Zendesk is a very popular cloud-based customer service platform that lets you implement chatbots and CRM systems easily - but you probably recognize them from these buttons at the bottom-right of many websites:

Zendesk Button

If you’ve ever wanted to implement this on a React app, you’ve probably encountered React Zendesk, which attempts to convert Zendesk’s widget into a React Component. It has over 10k weekly downloads and a bunch of references online, but it is far from official.

The Widget API

The component attempts to implement the Zendesk Widget, which essentially boils down to a script that appends the button to the document body (using document.body.appendChild). It also has functions using which you can show or hide the button. The script is fairly static - you can’t change the position of the button or place it exactly where you want. It’s always on the bottom right, and always on the top of everything else on this page.

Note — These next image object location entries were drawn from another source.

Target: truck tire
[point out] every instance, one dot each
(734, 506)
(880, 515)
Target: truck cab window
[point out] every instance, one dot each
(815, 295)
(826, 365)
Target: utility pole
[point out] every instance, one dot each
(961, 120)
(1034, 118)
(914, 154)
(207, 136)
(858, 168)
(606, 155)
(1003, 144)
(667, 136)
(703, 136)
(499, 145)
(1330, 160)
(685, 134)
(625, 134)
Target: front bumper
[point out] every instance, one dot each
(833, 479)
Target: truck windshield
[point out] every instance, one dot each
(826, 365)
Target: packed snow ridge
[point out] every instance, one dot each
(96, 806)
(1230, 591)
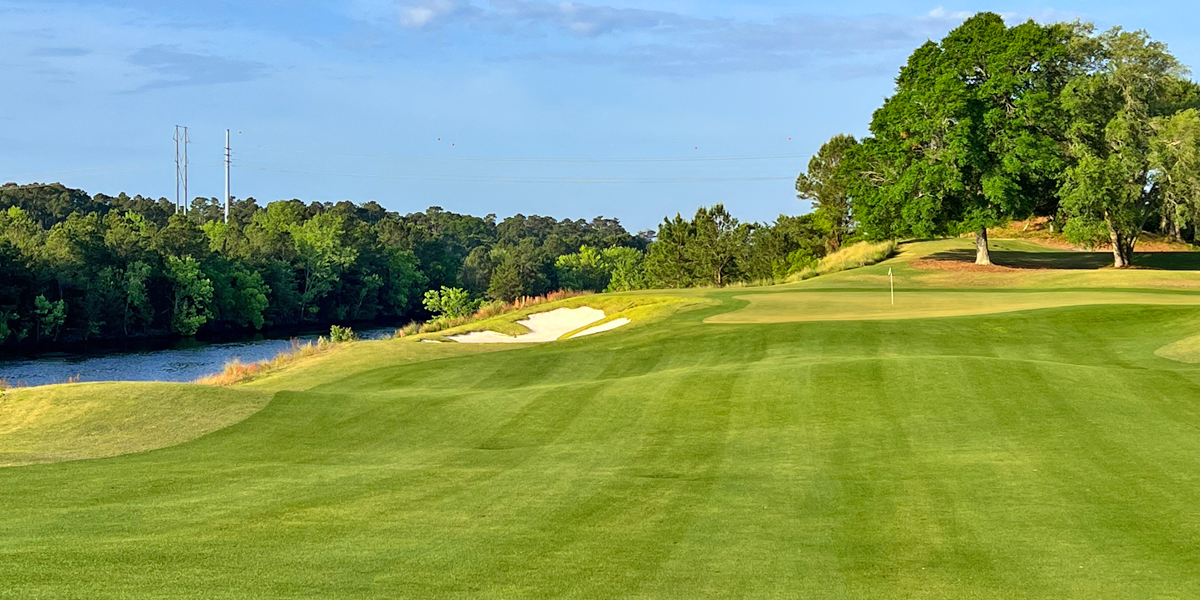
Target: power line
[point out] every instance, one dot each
(483, 179)
(550, 159)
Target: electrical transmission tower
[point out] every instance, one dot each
(179, 173)
(228, 156)
(181, 168)
(186, 141)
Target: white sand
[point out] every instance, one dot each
(606, 327)
(544, 327)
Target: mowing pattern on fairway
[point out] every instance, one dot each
(859, 305)
(1043, 454)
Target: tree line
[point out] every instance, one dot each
(76, 267)
(1099, 131)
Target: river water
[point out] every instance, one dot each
(180, 361)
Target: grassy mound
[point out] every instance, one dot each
(1031, 454)
(850, 257)
(1183, 351)
(61, 423)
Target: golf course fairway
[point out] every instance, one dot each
(781, 442)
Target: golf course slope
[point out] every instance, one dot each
(802, 441)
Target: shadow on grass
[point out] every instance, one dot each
(1081, 261)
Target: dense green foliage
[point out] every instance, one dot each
(75, 267)
(78, 267)
(997, 123)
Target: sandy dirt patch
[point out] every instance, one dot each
(544, 327)
(605, 327)
(937, 264)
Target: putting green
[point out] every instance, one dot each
(1033, 454)
(858, 305)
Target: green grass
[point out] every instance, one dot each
(61, 423)
(1044, 454)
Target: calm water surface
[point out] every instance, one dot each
(184, 361)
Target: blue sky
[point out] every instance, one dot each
(634, 109)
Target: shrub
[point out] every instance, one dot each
(339, 335)
(449, 303)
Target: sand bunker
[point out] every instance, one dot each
(606, 327)
(546, 327)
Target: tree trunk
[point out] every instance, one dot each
(983, 256)
(1119, 256)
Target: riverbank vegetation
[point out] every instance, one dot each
(76, 267)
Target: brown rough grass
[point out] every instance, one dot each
(237, 371)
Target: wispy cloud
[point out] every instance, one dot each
(175, 67)
(59, 52)
(675, 43)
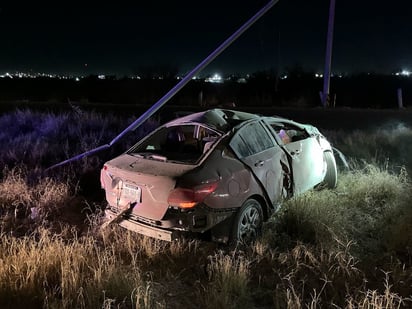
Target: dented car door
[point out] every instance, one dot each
(267, 161)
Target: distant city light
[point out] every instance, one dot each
(216, 78)
(405, 73)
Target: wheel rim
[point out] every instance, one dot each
(249, 224)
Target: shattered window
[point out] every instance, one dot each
(288, 133)
(181, 143)
(250, 140)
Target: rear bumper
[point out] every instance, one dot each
(173, 225)
(148, 230)
(143, 229)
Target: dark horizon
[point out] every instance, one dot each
(120, 40)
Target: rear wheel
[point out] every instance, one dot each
(331, 177)
(247, 223)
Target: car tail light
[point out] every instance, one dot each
(188, 198)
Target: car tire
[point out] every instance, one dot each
(247, 224)
(331, 177)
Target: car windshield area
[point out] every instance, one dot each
(179, 144)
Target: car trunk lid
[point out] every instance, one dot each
(143, 184)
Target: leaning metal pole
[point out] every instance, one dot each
(155, 107)
(328, 56)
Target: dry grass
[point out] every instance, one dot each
(350, 247)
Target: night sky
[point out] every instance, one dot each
(120, 38)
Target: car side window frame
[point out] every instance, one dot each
(242, 145)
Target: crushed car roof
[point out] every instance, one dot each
(221, 119)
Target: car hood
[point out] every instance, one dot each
(143, 183)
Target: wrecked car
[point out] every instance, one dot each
(221, 172)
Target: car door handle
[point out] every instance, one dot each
(260, 163)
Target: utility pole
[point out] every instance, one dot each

This was probably designed as a feature since we generally always want the user to be able to look for help, and the user probably expects this button to be at the bottom-right. For the average React developer, though, this is very strange behaviour for a component.

The React Component, but not really

You can see the actual usage here, but as you would expect, the library creates a <Zendesk /> component for you to use. Behind the scenes, though, this component implements exactly what the widget API does - it simply appends the button to the document body. The component itself doesn’t control whether the button is shown - that is handled by API calls. This behavior is, therefore, closer to a function call than a traditional DOM element. You can “call” this component multiple times, in different parts of your render function, but it won’t do anything - you’re just calling the button initialization repeatedly.

If you want the button to always be present on your website, it works well enough. However, if you place it inside a component that re-renders repeatedly, or expect it to hide/show depending on where you place it, it won’t work like you think it should - because again, you’re essentially calling a function that does the same thing every time.

What you really want to do is treat the component like the widget - call it at the top of your project (i.e. App.tsx) and use the API function calls when you want to hide or show the component.

In your top-most file, do:

<Zendesk
        zendeskKey={YOUR_KEY_HERE}
        onLoaded={() => {
          ZendeskAPI("webWidget", "hide");
        }}
/>

On pages where you want to show the widget, do:

useEffect(() => {
    ZendeskAPI("webWidget", "show");

    return () => {
      ZendeskAPI("webWidget", "hide");
    };
  }, []);

(See source here)

And voila! This should work well enough for most cases.

However, to complicate things, the API hide/show function also has a race condition, since it isn’t really intended to be toggled frequently. My recommendation for that would be to avoid complicated logic that dictates whether the widget needs to be visible. Keep it simple, ideally only hiding the widget on specific pages.

Conclusion

This is a somewhat dramatic post for what is a very niche topic that very few people would have to deal with. The main reason I’m writing this because it is an interesting case study on how abstraction can lead to misguided expectations and unintended behaviour. In hindsight, if you read the documentation of React-Zendesk, it does seem to hint towards the solution described above. The average developer, though, would install this package and attempt to use it like any other component, by calling it on every page they want the button to show up. This might work initially, but things will start to break if you start to use the Zendesk component like a regular component.